To understand the severity of the problem, we have to view the data:
- Childhood obesity has more than doubled in children and quadrupled in adolescents in the past 30 years
- The percentage of children aged 6–11 years in the United States who were obese increased from 7% in 1980 to nearly 18% in 2012. Similarly, the percentage of adolescents aged 12–19 years who were obese increased from 5% to nearly 21% over the same period.
- In 2012, more than one third of children and adolescents were overweight or obese.

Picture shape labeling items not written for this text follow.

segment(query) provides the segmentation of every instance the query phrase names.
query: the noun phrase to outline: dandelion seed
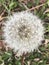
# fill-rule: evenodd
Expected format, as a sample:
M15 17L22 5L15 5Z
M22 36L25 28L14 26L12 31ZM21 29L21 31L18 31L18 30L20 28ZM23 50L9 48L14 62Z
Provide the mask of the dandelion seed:
M44 39L43 23L31 12L18 12L8 17L3 31L5 42L14 52L18 51L17 56L33 52Z

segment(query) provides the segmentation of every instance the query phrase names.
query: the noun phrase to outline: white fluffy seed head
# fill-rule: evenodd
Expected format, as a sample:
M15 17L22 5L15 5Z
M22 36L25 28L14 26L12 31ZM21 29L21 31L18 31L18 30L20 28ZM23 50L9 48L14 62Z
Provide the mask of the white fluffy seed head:
M8 17L3 31L5 42L17 56L33 52L44 39L43 23L31 12L18 12Z

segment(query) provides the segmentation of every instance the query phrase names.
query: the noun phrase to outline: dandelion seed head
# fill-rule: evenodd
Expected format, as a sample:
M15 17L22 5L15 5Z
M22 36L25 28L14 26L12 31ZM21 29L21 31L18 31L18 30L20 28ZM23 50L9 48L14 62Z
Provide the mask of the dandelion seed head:
M5 42L14 52L18 51L17 56L33 52L44 39L43 23L31 12L18 12L8 17L3 31Z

And now, the effects of childhood obesity:
- Children and adolescents who are obese are likely to be obese as adults and are therefore more at risk for adult health problems such as heart disease, type 2 diabetes, stroke, several types of cancer, and osteoarthritis. One study showed that children who became obese as early as age 2 were more likely to be obese as adults
- Overweight and obesity are associated with increased risk for many types of cancer, including cancer of the breast, colon, endometrium, esophagus, kidney, pancreas, gall bladder, thyroid, ovary, cervix, and prostate, as well as multiple myeloma and Hodgkin’s lymphoma.
The points above are alarming, and we at HDX feel we have an obligation to address this issue and work with you to develop a prevention strategy.
Curing childhood obesity is not rocket science, its using common sense to take small steps that lead to a path to good health over the long-term. As a Type 2 Diabetic and a father of a 3 year old, my wife and I take great care in addressing what we eat along with staying active outdoors to instill good values in our son. Our simple program involves nutrition and daily activities that are easy for all parents to follow:
What to feed your kids is important; after all, they will want to eat what you eat so make sure that you lead by example. We have found that including our son in the cooking process and allowing him to be in the kitchen asking questions about what we’re cooking makes him feel part of the process. He’s engaged and invested and is happy to eat whatever we make together. We also let him choose what he wants to eat by giving him options (do you want chicken with veggies or turkey and cheese?) He loves being in charge of what he eats and we find that he eats more variety and is also more open to trying new foods when we make him part of meal planning. I also recommend these simple tips:
- Balanced meals and healthy snacks throughout the day
- Home cooked meals at least twice a day
- Fruit and vegetables are considered dessert in our house (and yes, our son loves his veggies)
- Portion control: smaller plates help to keep kids from overeating
Keeping the blood flowing is just as important to what we put in our bodies and especially for young growing bodies. We have several activities that we plan everyday, whether its going to the park, playing the backyard, going to the beach, etc. There is always something to do besides sitting around watching TV. One of the simplest things I do to make sure that our son gets extra activity is we always park the farthest in a parking lot, whether it’s dropping him off at school, running to the grocery store, heading to the beach or hitting Disneyland. We try and get as many steps in as we can and they also allow for a little extra talk time with our little dude.
At HDX we believe that it’s never too early to lay a good foundation for young people. Whether you’re a parent, sibling, relative or friend, we all have an obligation to share and pass along good health and fitness values. I see it making a difference in our little boy and we hope he’ll lead a healthy and fit life.